DESCRIPTION (provided by applicant): Despite the success of highly active anti-retroviral therapy in controlling virus replication in HIV-1 positive individuals, problems such as drug resistance and side effects often compromise the effectiveness of anti-HIV- 1 drug. Therefore, new anti-HIV agents with novel mechanisms of action are needed. In an effort to identify novel anti-HIV-1 agents, we have developed potent betulinic acid (BA) derivatives that inhibit HIV-1 maturation. These compounds are structurally and mechanistically novel when compared to the drugs currently used for AIDS therapy. Their potentials for treatment of AIDS are currently being evaluated under different stages of preclinical or clinical studies. Bevirimat is at the most advanced stage of drug development among the anti- HIV-1 BA derivatives. Although bevirimat is a potent HIV-1 maturation inhibitor, results of phase II clinical trials indicate that it is less effective in a subset (30-40%) of HIV-1 positive individuals. Therefore, bevirimat analogs that can overcome this high baseline drug resistance are expected to have great potential to be developed into anti-HIV-1 drugs. The objective of this study is to synthesize bevirimat analogs that overcome the high baseline drug resistance. We have previously identified the C3 side chain as the anti-HIV-1 maturation pharmacophore of bevirimat. We hypothesize that suitable modifications of the pharmacophore will create a new class of bevirimat analogs that are effective against the drug resistant viruses. We plan to test this hypothesis and accomplish the objective of this study with the following Specific Aims: (1) to synthesize BA derivatives with optimized pharmacophores. (2) To identify new terpenoid scaffolds and auxiliary groups for the synthesis of new anti-maturation inhibitors against the drug resistant viruses. (3) To determine the drug binding site and mechanism of action of the anti-HIV-1 maturation BA derivatives. Aside from the high baseline drug resistance to bevirimat, results from clinical trials have been promising. The proposed study is expected to overcome this drug resistance and, as a result, will have a high impact on developing a class of novel anti-HIV-1 maturation inhibitors for AIDS therapy.
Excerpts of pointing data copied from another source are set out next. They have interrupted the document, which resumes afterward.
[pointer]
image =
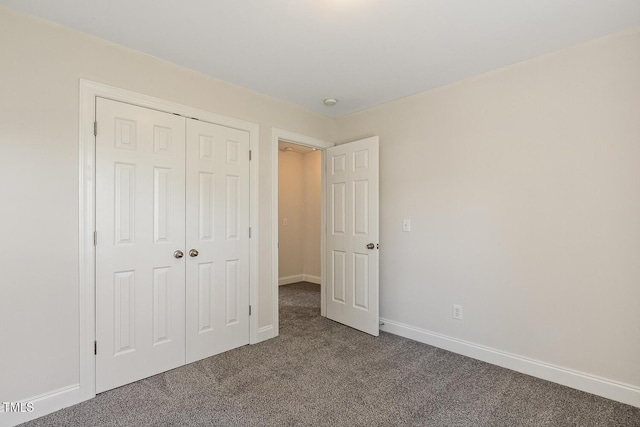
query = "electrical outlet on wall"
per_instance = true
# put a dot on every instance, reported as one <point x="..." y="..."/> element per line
<point x="457" y="312"/>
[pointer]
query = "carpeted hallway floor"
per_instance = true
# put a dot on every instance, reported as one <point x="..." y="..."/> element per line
<point x="318" y="372"/>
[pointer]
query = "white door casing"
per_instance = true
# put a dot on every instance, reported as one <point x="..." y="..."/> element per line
<point x="352" y="203"/>
<point x="140" y="285"/>
<point x="217" y="297"/>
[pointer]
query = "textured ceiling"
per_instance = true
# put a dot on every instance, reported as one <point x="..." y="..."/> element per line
<point x="361" y="52"/>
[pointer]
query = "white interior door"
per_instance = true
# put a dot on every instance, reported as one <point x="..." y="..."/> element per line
<point x="352" y="234"/>
<point x="140" y="223"/>
<point x="217" y="239"/>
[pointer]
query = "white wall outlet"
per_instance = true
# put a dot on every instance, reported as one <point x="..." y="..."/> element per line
<point x="457" y="312"/>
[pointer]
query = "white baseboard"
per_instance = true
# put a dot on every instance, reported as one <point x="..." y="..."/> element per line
<point x="599" y="386"/>
<point x="311" y="279"/>
<point x="43" y="404"/>
<point x="265" y="333"/>
<point x="287" y="280"/>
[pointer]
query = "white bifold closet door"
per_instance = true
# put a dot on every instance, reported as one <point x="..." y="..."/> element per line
<point x="218" y="229"/>
<point x="172" y="253"/>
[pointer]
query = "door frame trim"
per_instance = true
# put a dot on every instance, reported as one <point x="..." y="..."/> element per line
<point x="89" y="90"/>
<point x="299" y="139"/>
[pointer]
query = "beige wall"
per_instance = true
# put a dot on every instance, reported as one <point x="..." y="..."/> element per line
<point x="290" y="208"/>
<point x="523" y="187"/>
<point x="41" y="64"/>
<point x="299" y="202"/>
<point x="312" y="208"/>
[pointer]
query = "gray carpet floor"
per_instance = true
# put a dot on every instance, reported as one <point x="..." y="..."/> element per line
<point x="321" y="373"/>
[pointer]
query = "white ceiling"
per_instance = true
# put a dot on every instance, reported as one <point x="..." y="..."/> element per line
<point x="361" y="52"/>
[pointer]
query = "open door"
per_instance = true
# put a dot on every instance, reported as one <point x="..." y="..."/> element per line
<point x="352" y="202"/>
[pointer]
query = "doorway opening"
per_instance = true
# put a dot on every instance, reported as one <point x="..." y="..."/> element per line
<point x="299" y="221"/>
<point x="299" y="146"/>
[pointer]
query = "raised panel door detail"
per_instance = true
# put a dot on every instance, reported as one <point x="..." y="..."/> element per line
<point x="206" y="147"/>
<point x="125" y="186"/>
<point x="338" y="164"/>
<point x="360" y="160"/>
<point x="161" y="205"/>
<point x="361" y="281"/>
<point x="232" y="291"/>
<point x="161" y="305"/>
<point x="205" y="297"/>
<point x="360" y="207"/>
<point x="339" y="214"/>
<point x="233" y="153"/>
<point x="339" y="275"/>
<point x="161" y="140"/>
<point x="206" y="206"/>
<point x="125" y="134"/>
<point x="124" y="316"/>
<point x="232" y="207"/>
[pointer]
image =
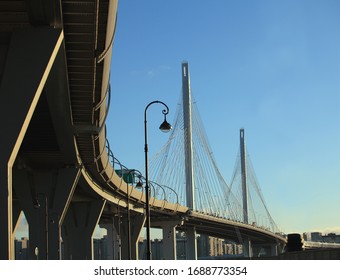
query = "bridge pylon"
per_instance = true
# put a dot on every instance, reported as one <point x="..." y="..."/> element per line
<point x="189" y="167"/>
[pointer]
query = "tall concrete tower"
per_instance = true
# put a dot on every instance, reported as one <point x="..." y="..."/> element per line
<point x="191" y="244"/>
<point x="189" y="169"/>
<point x="244" y="176"/>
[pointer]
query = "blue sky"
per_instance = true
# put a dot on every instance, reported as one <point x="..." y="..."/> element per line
<point x="270" y="67"/>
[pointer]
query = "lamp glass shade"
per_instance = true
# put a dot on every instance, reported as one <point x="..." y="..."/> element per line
<point x="165" y="126"/>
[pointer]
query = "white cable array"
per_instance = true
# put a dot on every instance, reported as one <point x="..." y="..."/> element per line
<point x="213" y="196"/>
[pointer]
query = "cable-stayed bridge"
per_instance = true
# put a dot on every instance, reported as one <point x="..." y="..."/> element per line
<point x="212" y="194"/>
<point x="56" y="165"/>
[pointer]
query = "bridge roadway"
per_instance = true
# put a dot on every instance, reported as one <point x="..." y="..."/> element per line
<point x="55" y="162"/>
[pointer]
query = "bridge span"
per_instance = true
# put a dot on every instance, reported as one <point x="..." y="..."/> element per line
<point x="56" y="165"/>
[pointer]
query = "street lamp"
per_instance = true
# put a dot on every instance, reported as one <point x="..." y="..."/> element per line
<point x="139" y="184"/>
<point x="164" y="127"/>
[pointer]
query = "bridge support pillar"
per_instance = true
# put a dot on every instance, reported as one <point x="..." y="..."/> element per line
<point x="110" y="238"/>
<point x="191" y="244"/>
<point x="247" y="248"/>
<point x="78" y="226"/>
<point x="136" y="225"/>
<point x="23" y="79"/>
<point x="169" y="238"/>
<point x="44" y="198"/>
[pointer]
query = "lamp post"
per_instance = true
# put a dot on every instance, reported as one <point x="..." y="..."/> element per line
<point x="164" y="127"/>
<point x="128" y="206"/>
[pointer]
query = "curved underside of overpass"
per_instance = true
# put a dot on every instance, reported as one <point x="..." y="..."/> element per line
<point x="54" y="87"/>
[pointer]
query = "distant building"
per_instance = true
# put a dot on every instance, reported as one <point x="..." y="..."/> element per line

描述（由申请人提供）：尽管高效抗逆转录病毒治疗在控制HIV-1阳性个体中的病毒复制方面取得了成功，但耐药性和副作用等问题往往会损害抗HIV- 1药物的有效性。因此，需要具有新的作用机制的新的抗HIV剂。在努力确定新的抗HIV-1药物，我们已经开发了有效的白桦酸（BA）衍生物，抑制HIV-1的成熟。与目前用于艾滋病治疗的药物相比，这些化合物在结构和机制上是新颖的。目前正在临床前或临床研究的不同阶段评估它们治疗艾滋病的潜力。在抗HIV-1BA衍生物中，贝韦瑞麦处于药物开发的最先进阶段.虽然贝韦瑞是一种有效的HIV-1成熟抑制剂，但II期临床试验结果表明，它对一部分HIV-1阳性个体（30-40%）的有效性较低。因此，能够克服这种高基线耐药性的贝韦瑞类似物有望被开发成抗HIV-1药物。本研究的目的是合成克服高基线耐药性的贝韦瑞类似物。我们先前已经鉴定了C3侧链作为贝韦瑞的抗HIV-1成熟药效团。我们假设，适当的修饰的药效团将创建一类新的bevirimat类似物，是有效的抗耐药病毒。我们计划验证这一假设，并完成本研究的目标，具体目标如下：（1）合成具有优化药效团的BA衍生物。(2)寻找新的萜类化合物骨架和辅助基团，用于合成新的抗病毒成熟抑制剂。(3)确定抗HIV-1成熟BA衍生物的药物结合位点和作用机制。除了对贝韦瑞的高基线耐药性外，临床试验的结果也很有希望。这项研究有望克服这种耐药性，因此，将对开发一类用于艾滋病治疗的新型抗HIV-1成熟抑制剂产生重大影响。